# Toddler will only poo standing up!



## Reiko_ctu

So we've been potty training for 4 days now, I know that's not long and there's lots of adjusting to do still for dd. She's 2.5.

She is rocking the pee. Tells me every time and no accidents since the first day. I think because she's a bit older she can hold it really well etc.

But POOPING. I know I shouldn't expect her to get it right away. But she can't poop sitting down! She has pooped in her diaper standing up always (well since she could stand obviously). She goes to our coffee table, leans on it, on her tippy toes and poos. She always tells me "I'm doing a poo" but when I rush her to the toilet she will only poo into the potty what is already on it's way out. If there's more she holds it or can't get it out.

Right now we're sitting on the potty, eating mandarin oranges and raisins and watching paw patrol to get her to try and poop. It's been 30 mins already and no poo. She already had a holding incident this morning so I know there's some in there to come out. I'm thinking this might be what we have to do for a while until she figures out how to make her body poo sitting down. She does have a stool to rest her feet on. 

Anyone have any ideas?

Ps. she is not constipated at all and when her potty has caught the poo she's been very excited. She's not afraid of it she just can't actually figure out how to make her body do it.


----------



## NickyKB

we had this with my DS (but he was also intentionally holding as he didn't want to go on a potty). We ended up getting him to blow into a balloon whilst he was sitting on a potty as it uses the same muscles - had to teach him how to blow into a balloon first as well but it did seem to help.


----------



## seoj

Have you tried having her sit on the potty in her pull-up? We had to do that with our LO eventually- she was 3.5 when we really started to encourage potty training more though, she just had NO interest till then (no matter what lol)-- but poo was the toughy... she would sit and say "I can't- or - I don't know how". So I would put her in panties, she'd tell me she had to go, and we'd put her in a pullup, then sit ON the potty to go- then take it off, clean up and back in panties. 
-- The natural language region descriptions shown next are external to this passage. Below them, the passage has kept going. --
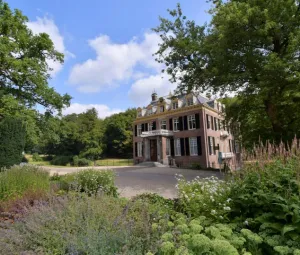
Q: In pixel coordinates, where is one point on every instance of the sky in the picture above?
(108, 47)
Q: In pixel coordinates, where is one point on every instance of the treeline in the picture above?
(84, 135)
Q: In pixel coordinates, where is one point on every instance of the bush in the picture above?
(61, 160)
(81, 161)
(36, 157)
(12, 137)
(91, 181)
(82, 225)
(17, 180)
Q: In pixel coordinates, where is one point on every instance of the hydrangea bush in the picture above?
(207, 197)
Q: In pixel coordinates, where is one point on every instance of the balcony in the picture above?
(224, 134)
(225, 155)
(160, 132)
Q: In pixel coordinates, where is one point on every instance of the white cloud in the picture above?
(103, 110)
(141, 90)
(47, 25)
(114, 63)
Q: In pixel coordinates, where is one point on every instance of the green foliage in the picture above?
(36, 157)
(17, 180)
(12, 137)
(207, 197)
(250, 48)
(91, 182)
(61, 160)
(25, 72)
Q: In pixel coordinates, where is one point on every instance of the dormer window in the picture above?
(175, 105)
(190, 101)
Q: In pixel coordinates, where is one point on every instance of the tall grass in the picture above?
(17, 180)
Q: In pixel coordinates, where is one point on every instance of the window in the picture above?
(211, 145)
(168, 147)
(175, 105)
(139, 130)
(140, 149)
(208, 121)
(190, 101)
(175, 124)
(177, 147)
(216, 124)
(193, 146)
(191, 122)
(163, 124)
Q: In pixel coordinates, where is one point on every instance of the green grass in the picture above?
(14, 182)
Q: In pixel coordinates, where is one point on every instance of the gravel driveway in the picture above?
(136, 180)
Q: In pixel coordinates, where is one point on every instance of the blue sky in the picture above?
(108, 48)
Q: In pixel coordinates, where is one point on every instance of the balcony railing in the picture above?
(162, 132)
(225, 155)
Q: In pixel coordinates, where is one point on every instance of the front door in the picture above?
(153, 150)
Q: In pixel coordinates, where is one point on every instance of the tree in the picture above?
(12, 137)
(250, 48)
(24, 71)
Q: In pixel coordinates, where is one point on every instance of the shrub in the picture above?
(61, 160)
(12, 137)
(81, 161)
(17, 180)
(204, 197)
(91, 181)
(79, 225)
(36, 157)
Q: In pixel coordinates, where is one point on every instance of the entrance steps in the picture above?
(151, 164)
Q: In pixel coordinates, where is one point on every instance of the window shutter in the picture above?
(214, 146)
(187, 146)
(185, 123)
(154, 125)
(197, 119)
(171, 124)
(182, 146)
(172, 147)
(207, 120)
(199, 145)
(180, 123)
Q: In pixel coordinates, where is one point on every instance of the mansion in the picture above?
(184, 130)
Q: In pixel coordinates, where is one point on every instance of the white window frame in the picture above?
(177, 147)
(192, 119)
(174, 105)
(168, 147)
(190, 101)
(193, 146)
(175, 124)
(163, 123)
(139, 130)
(140, 149)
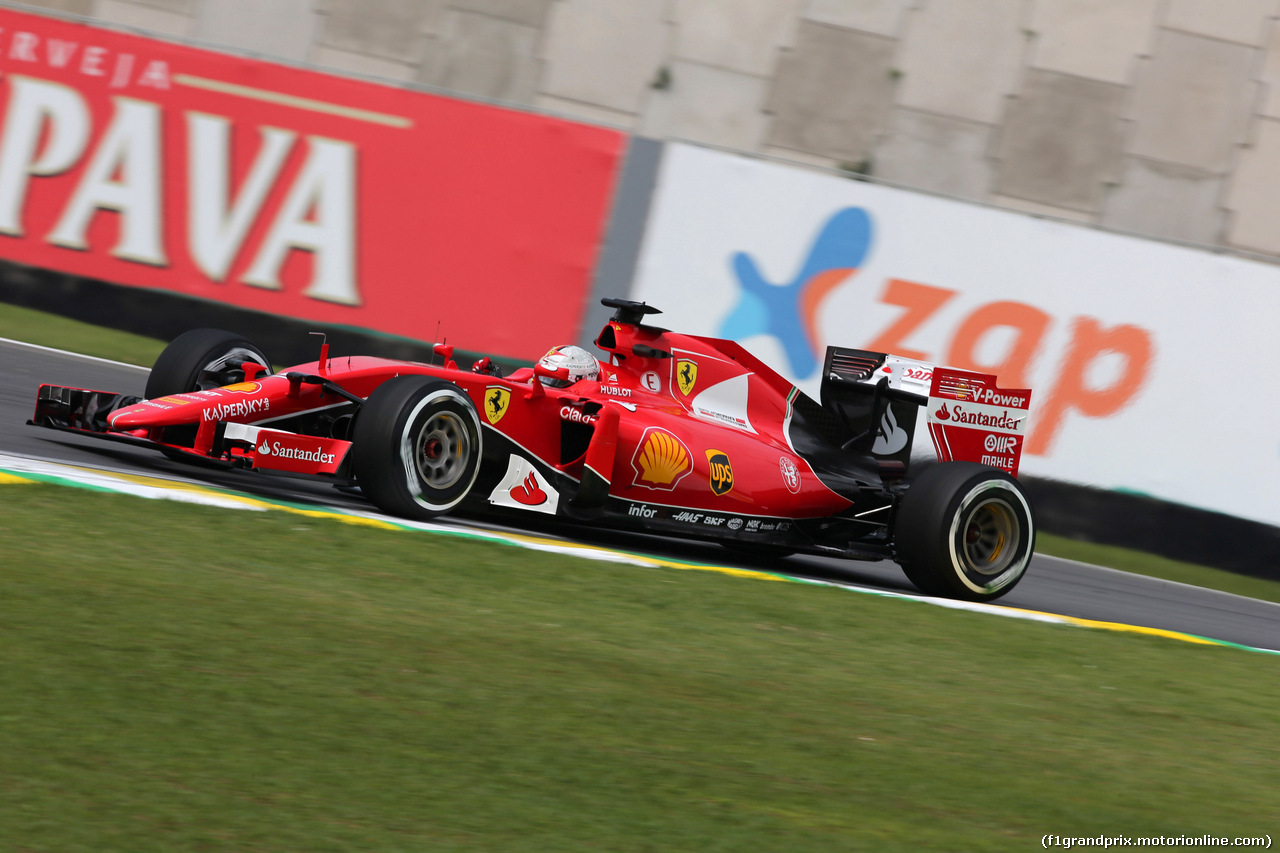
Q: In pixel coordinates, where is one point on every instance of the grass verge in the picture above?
(274, 683)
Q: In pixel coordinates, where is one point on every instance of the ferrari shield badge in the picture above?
(496, 400)
(686, 375)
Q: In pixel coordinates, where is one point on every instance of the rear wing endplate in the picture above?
(970, 418)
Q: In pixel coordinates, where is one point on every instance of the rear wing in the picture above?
(970, 418)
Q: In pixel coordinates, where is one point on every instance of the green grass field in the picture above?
(179, 678)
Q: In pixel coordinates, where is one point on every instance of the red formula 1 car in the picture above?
(673, 433)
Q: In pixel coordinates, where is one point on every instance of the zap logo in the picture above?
(721, 471)
(686, 375)
(661, 460)
(790, 311)
(496, 401)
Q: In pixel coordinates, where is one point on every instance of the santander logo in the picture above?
(279, 451)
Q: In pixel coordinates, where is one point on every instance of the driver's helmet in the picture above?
(568, 364)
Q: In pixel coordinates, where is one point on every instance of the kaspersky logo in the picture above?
(790, 311)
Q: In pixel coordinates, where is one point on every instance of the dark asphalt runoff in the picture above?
(1051, 584)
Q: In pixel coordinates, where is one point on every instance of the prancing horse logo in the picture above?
(496, 400)
(686, 375)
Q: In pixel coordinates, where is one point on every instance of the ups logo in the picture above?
(721, 471)
(686, 375)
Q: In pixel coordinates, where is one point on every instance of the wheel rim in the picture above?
(442, 451)
(991, 537)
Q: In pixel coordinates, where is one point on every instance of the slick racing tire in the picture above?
(202, 359)
(964, 530)
(417, 447)
(199, 360)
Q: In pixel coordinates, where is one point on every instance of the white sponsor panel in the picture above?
(524, 488)
(725, 404)
(1144, 357)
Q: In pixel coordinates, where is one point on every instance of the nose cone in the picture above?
(242, 401)
(163, 411)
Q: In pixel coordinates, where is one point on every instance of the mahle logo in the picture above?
(790, 311)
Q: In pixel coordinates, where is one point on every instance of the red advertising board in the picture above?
(293, 192)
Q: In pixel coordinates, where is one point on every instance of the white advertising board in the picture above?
(1152, 366)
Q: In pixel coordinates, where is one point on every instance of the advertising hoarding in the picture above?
(1150, 363)
(295, 192)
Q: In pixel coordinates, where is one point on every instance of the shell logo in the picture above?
(661, 460)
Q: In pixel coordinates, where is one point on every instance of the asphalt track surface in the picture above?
(1051, 585)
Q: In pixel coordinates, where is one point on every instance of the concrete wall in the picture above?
(1152, 117)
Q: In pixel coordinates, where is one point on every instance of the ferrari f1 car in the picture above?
(672, 433)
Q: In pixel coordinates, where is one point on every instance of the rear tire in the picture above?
(964, 530)
(417, 447)
(201, 359)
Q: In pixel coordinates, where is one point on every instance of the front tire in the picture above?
(964, 530)
(417, 447)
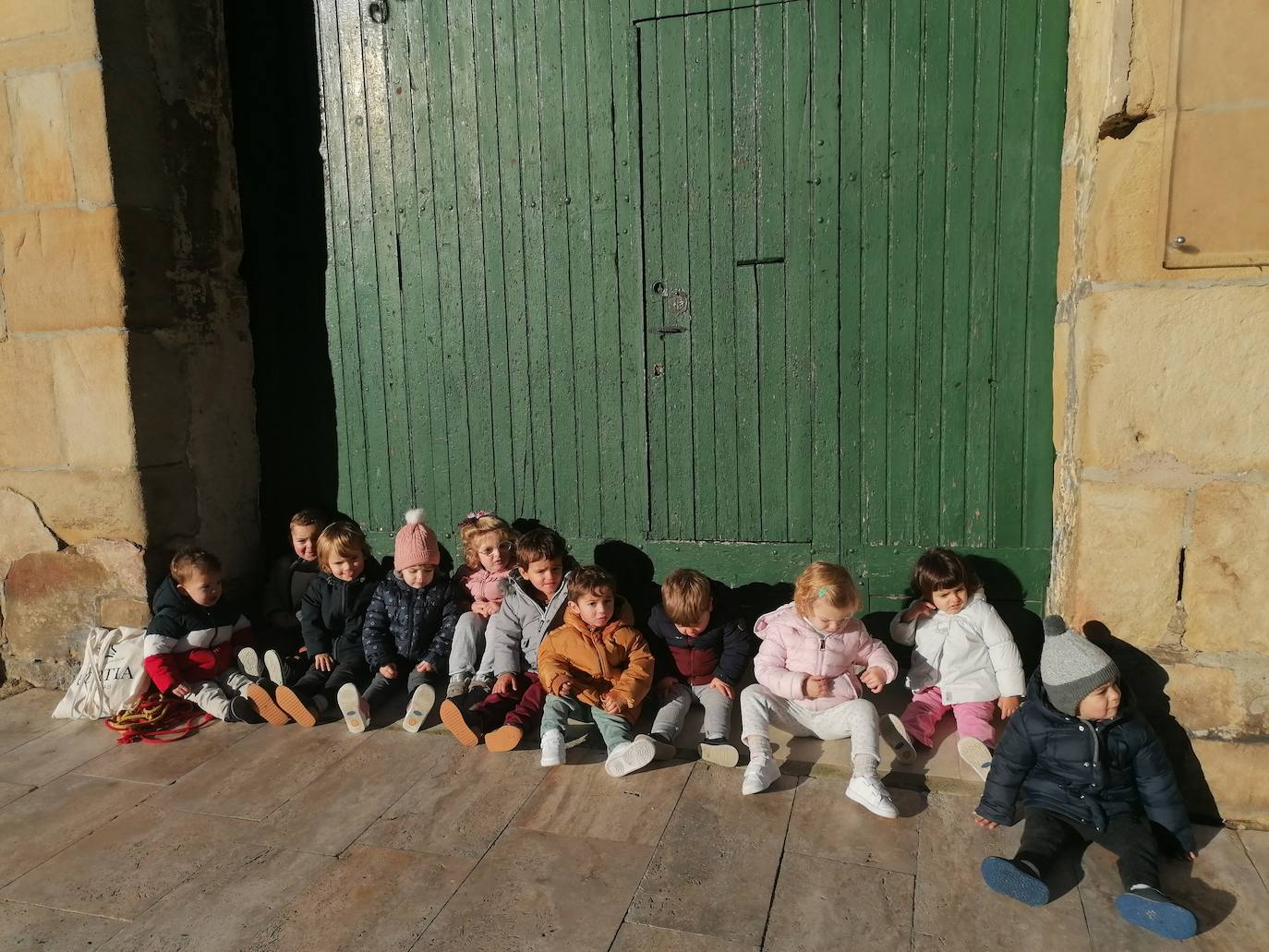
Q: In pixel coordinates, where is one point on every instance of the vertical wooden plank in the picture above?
(745, 236)
(772, 426)
(903, 223)
(825, 311)
(953, 458)
(797, 270)
(930, 315)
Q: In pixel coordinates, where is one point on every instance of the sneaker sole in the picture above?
(505, 739)
(420, 706)
(289, 702)
(977, 754)
(638, 754)
(719, 754)
(265, 706)
(349, 701)
(1008, 880)
(452, 717)
(1166, 919)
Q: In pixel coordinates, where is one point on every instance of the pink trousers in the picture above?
(973, 717)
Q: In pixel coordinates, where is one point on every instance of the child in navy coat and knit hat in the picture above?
(1089, 769)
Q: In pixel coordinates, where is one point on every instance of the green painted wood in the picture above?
(505, 182)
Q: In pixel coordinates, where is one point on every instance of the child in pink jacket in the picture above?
(807, 686)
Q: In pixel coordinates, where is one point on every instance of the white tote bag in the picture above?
(112, 676)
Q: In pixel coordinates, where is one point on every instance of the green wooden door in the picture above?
(849, 207)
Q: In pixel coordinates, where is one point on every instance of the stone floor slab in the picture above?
(129, 863)
(221, 908)
(260, 772)
(48, 819)
(461, 803)
(370, 898)
(828, 905)
(541, 891)
(715, 868)
(24, 927)
(825, 824)
(26, 716)
(166, 763)
(57, 752)
(580, 800)
(953, 908)
(1221, 887)
(329, 813)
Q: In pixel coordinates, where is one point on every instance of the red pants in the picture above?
(521, 706)
(973, 717)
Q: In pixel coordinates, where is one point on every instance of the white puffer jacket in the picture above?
(967, 657)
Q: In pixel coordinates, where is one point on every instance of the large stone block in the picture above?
(54, 598)
(1174, 379)
(92, 407)
(61, 270)
(41, 138)
(1126, 559)
(1226, 585)
(28, 414)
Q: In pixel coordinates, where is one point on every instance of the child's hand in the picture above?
(875, 680)
(723, 688)
(922, 609)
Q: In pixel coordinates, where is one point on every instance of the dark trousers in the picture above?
(1045, 834)
(350, 669)
(522, 706)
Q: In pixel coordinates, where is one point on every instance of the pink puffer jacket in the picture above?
(792, 649)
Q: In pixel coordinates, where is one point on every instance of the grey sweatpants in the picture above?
(213, 696)
(762, 708)
(669, 718)
(468, 654)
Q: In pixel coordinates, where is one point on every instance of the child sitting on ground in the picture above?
(489, 544)
(807, 686)
(964, 660)
(533, 600)
(409, 626)
(334, 612)
(1089, 769)
(597, 668)
(702, 649)
(193, 637)
(279, 646)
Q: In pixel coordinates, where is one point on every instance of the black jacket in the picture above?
(334, 610)
(411, 625)
(719, 651)
(1085, 771)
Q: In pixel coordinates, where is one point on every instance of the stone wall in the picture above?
(126, 406)
(1161, 397)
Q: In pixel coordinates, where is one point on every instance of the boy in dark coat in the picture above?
(409, 629)
(1089, 769)
(701, 649)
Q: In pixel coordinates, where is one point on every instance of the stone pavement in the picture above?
(267, 838)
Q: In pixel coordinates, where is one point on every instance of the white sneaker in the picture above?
(552, 748)
(630, 756)
(977, 754)
(869, 792)
(357, 712)
(762, 773)
(420, 706)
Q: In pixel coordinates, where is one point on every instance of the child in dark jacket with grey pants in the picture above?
(1089, 769)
Just a thought ;) She'll get there regardless though. WE went from sitting on the potty in the pullup, to sitting ON the pullup (drapping it over the potty chair) to eventually no pullup...


----------



## MindUtopia

My daughter is exactly the same. Just keep trying, sit next to her in a chair, have a snack, read books, do other activities, etc. I also found just being really reassuring when it came time for her to go helped, I'd encourage her to take deep breaths with me, let her squeeze my hand hard if she needs to, tell her it was okay, remind her she'd feel a lot better after. That's helped a lot. Oddly, the thing that's helped the most is she realised that it's pretty funny when poo plops out into the toilet and she likes to watch it! It's really gross, but it's helped her get over her anxiety about going in the toilet. She has always found doing a poo uncomfortable/painful (even though her poos are soft and she's not constipated). It's been like that since she was a baby. Even in a nappy, it's a bit of an ordeal. She definitely does hold it and won't go in public or at nursery. I've just tried to be encouraging, keep trying (if she won't go, then we take a break and try again later when she shows signs), distract her and try to make it funny when it does happen. It's helped and it's getting easier. She's been potty trained for about 2 months now.


----------



## MrsPear

We didn't crack pooing until several weeks after weeing. I decided to just totally relax about it and give her the nappy back when she needed a poo. Sure enough after a few weeks, she just "got it". X


----------



## Wilsey

My son still asks for a nappy to do his poos. When he asks I just offer the toilet or nappy and he always chooses nappy. To be honest, it's easier for me at the moment so I don't fight him on it. And, I really don't want him to get anxiety around it and get constipated!


----------